Supply Chain Disruptions… a BS excuse
Posted on 20-06-2022, Richard Wolff, Democracy at Work
This is Richard Wolff from Democracy at Work with another Wolf Response. This time my response is to something that gets real close to gibberish. It’s the so-called supply chain disruptions. It’s the go-to explanation every time some embarrassed CEO or government official is asked to explain the horrific inflation that is doing so much damage to the working class of this country. And indeed, of other countries that are experiencing inflations even if many of them are not as bad as that in the United States and their CEOs and their government officials are blabbering about supply chain disruptions as well.
So, let’s get right to the point to understand why this is major fakery. First of all, every supply chain is subject to disruptions all the time. That’s what a supply chain is. There’s always something in every business that can and often does go wrong. Weather interferes, transportation difficulties interfere, communication difficulties interfere, workers may go on strike, resources may run out, wars may erupt. I could go on all day. In many sizable companies they have something called a Purchasing Department usually led by a purchasing manager and the job of that person is to expect, anticipate, plan for, and cope with, you guessed it, supply chain disruptions. You know, how you do that. You have a plan B. If one supplier can’t come through you have an alternative to fall back on. If there aren’t enough alternatives, you make sure there’s an inventory so that you have backup on your own premises. If that isn’t possible, make sure there are stockpiles. If you can’t find it inside your community, go outside.

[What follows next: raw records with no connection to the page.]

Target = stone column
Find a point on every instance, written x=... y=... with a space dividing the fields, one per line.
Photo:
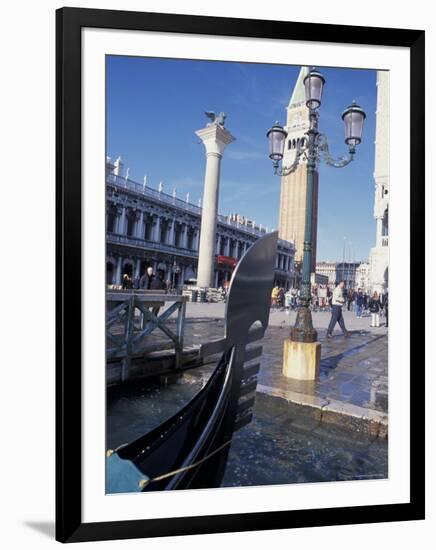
x=195 y=240
x=140 y=226
x=137 y=268
x=185 y=236
x=215 y=139
x=379 y=235
x=218 y=244
x=227 y=249
x=118 y=271
x=156 y=235
x=170 y=238
x=122 y=221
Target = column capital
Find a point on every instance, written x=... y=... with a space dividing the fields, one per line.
x=215 y=139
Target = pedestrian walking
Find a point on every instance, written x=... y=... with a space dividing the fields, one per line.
x=350 y=299
x=360 y=301
x=374 y=309
x=281 y=297
x=158 y=283
x=127 y=282
x=146 y=279
x=338 y=301
x=385 y=305
x=274 y=296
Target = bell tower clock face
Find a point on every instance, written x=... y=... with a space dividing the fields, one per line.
x=297 y=120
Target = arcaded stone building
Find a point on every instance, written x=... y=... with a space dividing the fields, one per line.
x=147 y=227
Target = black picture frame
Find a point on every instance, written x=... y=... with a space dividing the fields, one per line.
x=69 y=23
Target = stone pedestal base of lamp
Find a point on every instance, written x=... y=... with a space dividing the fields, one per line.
x=301 y=360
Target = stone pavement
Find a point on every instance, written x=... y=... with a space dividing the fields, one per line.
x=353 y=384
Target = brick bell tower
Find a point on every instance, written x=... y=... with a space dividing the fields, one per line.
x=292 y=215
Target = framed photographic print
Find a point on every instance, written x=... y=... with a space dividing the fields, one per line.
x=235 y=339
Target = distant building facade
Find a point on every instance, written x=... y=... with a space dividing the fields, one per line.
x=379 y=255
x=294 y=186
x=363 y=273
x=350 y=272
x=147 y=227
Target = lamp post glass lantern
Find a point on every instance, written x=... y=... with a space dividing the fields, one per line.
x=310 y=151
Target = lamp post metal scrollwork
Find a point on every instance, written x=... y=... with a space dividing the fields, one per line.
x=313 y=148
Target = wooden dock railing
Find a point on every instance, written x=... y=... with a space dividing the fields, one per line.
x=132 y=315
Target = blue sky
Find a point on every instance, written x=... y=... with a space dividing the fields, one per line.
x=154 y=106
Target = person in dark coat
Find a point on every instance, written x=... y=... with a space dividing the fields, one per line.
x=338 y=300
x=385 y=306
x=360 y=302
x=158 y=283
x=374 y=309
x=127 y=282
x=146 y=280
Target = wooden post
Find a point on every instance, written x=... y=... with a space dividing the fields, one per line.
x=180 y=329
x=128 y=336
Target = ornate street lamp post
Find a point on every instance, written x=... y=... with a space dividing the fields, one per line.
x=310 y=149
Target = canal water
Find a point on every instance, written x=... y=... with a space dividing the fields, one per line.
x=281 y=445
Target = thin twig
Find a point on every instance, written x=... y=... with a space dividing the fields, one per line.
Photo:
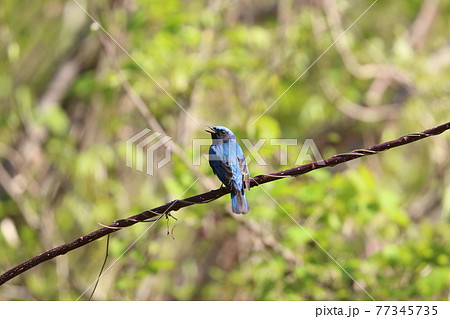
x=215 y=194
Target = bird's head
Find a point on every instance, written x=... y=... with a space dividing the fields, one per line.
x=220 y=134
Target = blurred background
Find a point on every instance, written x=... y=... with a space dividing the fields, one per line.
x=70 y=98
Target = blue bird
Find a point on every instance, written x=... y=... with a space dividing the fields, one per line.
x=228 y=162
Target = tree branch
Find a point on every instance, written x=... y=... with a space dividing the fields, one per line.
x=213 y=195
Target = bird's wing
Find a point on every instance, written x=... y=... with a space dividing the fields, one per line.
x=220 y=167
x=244 y=170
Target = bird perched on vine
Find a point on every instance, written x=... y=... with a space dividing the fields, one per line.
x=228 y=162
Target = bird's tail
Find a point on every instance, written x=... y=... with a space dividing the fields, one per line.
x=239 y=203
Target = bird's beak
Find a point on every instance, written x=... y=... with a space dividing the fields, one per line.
x=212 y=130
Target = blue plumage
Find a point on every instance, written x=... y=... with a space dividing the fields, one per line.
x=228 y=162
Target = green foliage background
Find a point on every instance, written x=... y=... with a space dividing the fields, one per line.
x=385 y=219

This is ridiculous. this is what companies do all the time, every day. We even know it’s done because half of the monopolies, the mergers that we see are undertaken as a way of coping with supply chain disruptions. Instead of going into the market, expecting and hoping to buy an input that you need for your company, you buy the other company that provides those inputs, and you make the whole thing internal. So, you can plan on it and not risk the disruption so, this idea that you’re explaining something by disruptions is gibberish. What’s going on here is really quite different. When you have disruptions on a massive scale, when you see thousands of different producers in all corners of the world, in all parts of the
United States jacking up their prices and mumbling something about supply chain disruptions you’re not watching a supply chain disruption. You’re watching a systematic breakdown. That’s what having supply chain disruptions all over the place translates into. And we’re not seeing in fact a supply chain disruption at all. That’s why it’s so vague, that’s why it’s so gestural. What we’re seeing is a great many companies trying to make up for a lost two years. The pandemic, the economic global crash of capitalism in 2020 and 2021. Those did a real number on all kinds of businesses. They couldn’t make in most cases, there were some exceptions, they couldn’t make the kinds of profits they were used to. They had planned on; they had borrowed money presuming and they’ve got to make that up. And the fastest easiest way to do that now is to jack up prices but as businesses always do when they raise their prices, they tell you it’s somebody else’s fault.
These days the only folks that can point to one CEO points to the CEO of some other company whose prices he has to pay, or she has to pay. In other words, it isn’t one or two CEOs, it’s mostly all of them, and that’s called a systematic problem. Not solved by and not explained by talking about the disruptions that are always there and always have been. We are facing, especially in the United States a capitalism that is declining and one of the reasons you’re seeing it decline are because or is because there are too many breakdowns. Too many parts of this system don’t work, and you can’t blame it anymore on this or that problem because this or that problem we could solve. It’s the general failure that we can’t solve and that is so terrifying that we can’t admit it and that’s why we don’t understand that we have a system problem. We keep blabbering about this or that detail. The details are no longer the problem. Fixing this one or that one will not solve the problem. We have system failure, and the sooner we face it the better the chance are that we will have enough time left to find a solution.